I'm kinda shocked no one mentioned slide masters and PPT templates (pot / potx).
These two PowerPoint features should help make the PowerPoint sufficiently flexible if someone were to edit it later. Infact the whole idea behind these were to build templates.
While I'm not very sure of any standard way of doing this, here's how I would go about building a template
1. Enlist the different kinds of slides your client would typically use:
There might be some intent behind why the client would use the deck. Like make sales pitches, submit reviews, internal communication. You would be able to make a list based on this.This would basically involve listing out what kinds of slides he would typically use. For E.g. The would be a cover slide, divider slides, Index, Table of Content, Agenda etc. Also I'd also keep a "blank slide" incase there's something the client would wanna do, outside of our list.
2. Decide designs for each kind of slide
If you're planning on directly incorporating you designs in PowerPoint make sure you refer to the third point first, else if you're more comfortable with another graphics software, would do the conceptualizing there first and then bring it to PowerPoint
a. Decide on fonts,color etc
You would want to think about aspects like typical color scheme, fonts etc for the entire template before starting any designing.
b. Think about typical elements that would go into different slides
These would include charts,tables,titles,paragraphs,shapes etc. It helps designing these commonly used elements first
c. Build different layouts
Based on the list be made earlier (of different kinds of slides), we would conceptualize designs for the cover slide, table of content slide etc. We would also be leveraging the elements we designing in the earlier step here.
3. Incorporate these into a template
Here, instead of making a PPT as usual, go to view>slide master first.
This would change the interface a bit, you would have a "master slide" along with layouts below it.

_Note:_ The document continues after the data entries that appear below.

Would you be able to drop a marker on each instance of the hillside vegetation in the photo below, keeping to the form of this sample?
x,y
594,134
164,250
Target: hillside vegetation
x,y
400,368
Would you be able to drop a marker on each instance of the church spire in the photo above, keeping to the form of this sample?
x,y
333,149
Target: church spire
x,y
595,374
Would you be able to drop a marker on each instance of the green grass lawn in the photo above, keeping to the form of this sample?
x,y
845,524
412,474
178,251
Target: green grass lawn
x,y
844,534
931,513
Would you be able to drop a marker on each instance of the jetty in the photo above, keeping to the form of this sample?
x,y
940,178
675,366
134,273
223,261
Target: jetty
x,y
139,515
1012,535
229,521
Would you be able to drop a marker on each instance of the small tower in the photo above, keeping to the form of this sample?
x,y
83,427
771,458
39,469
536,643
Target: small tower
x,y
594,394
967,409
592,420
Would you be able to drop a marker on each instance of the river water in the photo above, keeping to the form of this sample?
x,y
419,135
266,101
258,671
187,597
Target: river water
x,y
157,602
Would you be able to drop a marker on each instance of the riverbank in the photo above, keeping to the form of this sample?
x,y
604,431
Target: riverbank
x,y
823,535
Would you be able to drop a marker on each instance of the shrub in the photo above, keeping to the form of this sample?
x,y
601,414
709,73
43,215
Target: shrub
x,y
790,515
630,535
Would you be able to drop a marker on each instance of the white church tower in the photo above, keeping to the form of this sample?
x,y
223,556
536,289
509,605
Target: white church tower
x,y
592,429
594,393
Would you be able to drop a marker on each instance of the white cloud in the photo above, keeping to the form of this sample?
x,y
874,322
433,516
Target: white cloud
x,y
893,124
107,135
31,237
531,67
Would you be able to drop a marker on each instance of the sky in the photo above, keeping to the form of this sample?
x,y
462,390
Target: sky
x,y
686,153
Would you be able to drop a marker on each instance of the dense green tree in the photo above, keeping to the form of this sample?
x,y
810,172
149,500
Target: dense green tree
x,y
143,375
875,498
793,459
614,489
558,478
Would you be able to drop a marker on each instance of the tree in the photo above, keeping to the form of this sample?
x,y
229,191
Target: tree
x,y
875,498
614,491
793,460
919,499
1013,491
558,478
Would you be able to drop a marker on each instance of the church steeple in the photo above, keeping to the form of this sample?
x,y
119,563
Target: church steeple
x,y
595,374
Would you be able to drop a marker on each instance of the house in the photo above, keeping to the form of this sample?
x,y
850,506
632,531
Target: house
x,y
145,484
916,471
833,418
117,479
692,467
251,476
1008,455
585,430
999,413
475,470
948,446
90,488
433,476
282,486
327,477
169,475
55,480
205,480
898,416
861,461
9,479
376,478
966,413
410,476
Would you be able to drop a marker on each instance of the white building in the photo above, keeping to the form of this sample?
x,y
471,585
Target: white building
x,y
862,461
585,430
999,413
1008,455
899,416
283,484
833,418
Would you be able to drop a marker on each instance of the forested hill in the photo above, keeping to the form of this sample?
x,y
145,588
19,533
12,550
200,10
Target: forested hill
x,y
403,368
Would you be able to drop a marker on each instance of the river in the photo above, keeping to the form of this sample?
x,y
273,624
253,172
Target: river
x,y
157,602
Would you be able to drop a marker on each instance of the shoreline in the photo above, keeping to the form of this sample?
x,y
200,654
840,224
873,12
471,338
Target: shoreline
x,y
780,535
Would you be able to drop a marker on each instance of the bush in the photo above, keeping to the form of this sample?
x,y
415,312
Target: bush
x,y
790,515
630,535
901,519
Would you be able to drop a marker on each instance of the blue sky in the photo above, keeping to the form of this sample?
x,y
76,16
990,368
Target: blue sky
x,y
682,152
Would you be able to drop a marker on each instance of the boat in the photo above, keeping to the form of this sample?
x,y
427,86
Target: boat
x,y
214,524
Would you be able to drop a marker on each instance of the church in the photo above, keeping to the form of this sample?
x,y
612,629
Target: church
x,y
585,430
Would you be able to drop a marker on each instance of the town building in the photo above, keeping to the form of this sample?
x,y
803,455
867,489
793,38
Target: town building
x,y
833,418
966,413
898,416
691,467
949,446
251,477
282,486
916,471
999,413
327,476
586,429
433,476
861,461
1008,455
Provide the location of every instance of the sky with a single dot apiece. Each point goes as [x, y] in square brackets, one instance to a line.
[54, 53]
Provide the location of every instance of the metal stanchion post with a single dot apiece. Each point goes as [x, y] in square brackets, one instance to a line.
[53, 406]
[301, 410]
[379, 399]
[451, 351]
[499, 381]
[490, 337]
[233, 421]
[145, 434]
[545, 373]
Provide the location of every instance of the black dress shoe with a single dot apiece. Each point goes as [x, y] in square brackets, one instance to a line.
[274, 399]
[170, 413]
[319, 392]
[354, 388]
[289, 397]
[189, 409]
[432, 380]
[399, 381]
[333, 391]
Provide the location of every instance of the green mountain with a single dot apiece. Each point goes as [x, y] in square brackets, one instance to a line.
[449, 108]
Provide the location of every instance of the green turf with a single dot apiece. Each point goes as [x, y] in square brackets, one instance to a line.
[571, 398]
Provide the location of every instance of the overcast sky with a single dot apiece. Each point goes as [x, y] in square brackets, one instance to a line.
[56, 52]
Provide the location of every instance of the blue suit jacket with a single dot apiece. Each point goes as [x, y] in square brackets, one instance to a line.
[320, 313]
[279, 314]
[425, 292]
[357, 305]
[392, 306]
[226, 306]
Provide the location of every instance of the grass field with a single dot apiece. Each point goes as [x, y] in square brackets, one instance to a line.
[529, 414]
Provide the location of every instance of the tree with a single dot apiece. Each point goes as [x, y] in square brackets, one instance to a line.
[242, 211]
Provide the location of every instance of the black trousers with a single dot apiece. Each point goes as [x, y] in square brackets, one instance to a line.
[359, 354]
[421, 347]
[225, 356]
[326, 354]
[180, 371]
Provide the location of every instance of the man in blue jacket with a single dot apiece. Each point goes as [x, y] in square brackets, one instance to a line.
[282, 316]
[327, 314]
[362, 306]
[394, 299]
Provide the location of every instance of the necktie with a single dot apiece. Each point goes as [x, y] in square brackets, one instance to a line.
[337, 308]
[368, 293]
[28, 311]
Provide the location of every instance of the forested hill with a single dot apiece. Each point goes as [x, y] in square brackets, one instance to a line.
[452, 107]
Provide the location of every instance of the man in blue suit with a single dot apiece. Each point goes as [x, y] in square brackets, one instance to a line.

Every slide you designed in the previous section would be a new layout here. When the client is using your template, he simple needs to rightclick on a slide and hover over layout to get a list of different templates to choose from.
Thus you can create different layouts for different slides. The overall slide master interface should be pretty self explanatory. Another major benefit of slide master is, it allows you to handle all fonts, colors, font sizes etc in one single place. Thus forcing the client to maintain consistency.
4. Save it as a template
Once you're done with all the designing, close the slide master view and save it as a potx.
I might add more points to the slide master section in a while, but most if it is a lot like conventional PowerPoint, and should not be that tricky.
5. Train your Client
Last but not the least, no matter what you do, it would be crucial to explain and train the client like a baby.
I've had times when I made a decent template that was then butchered by the user's "creativity". They will mostly feel tempted to play around and get creative sometimes, this would likely result in your design breaking.
A simple session on design do's, dont's (and why do and dont) would save you a lot of frustration IMHO.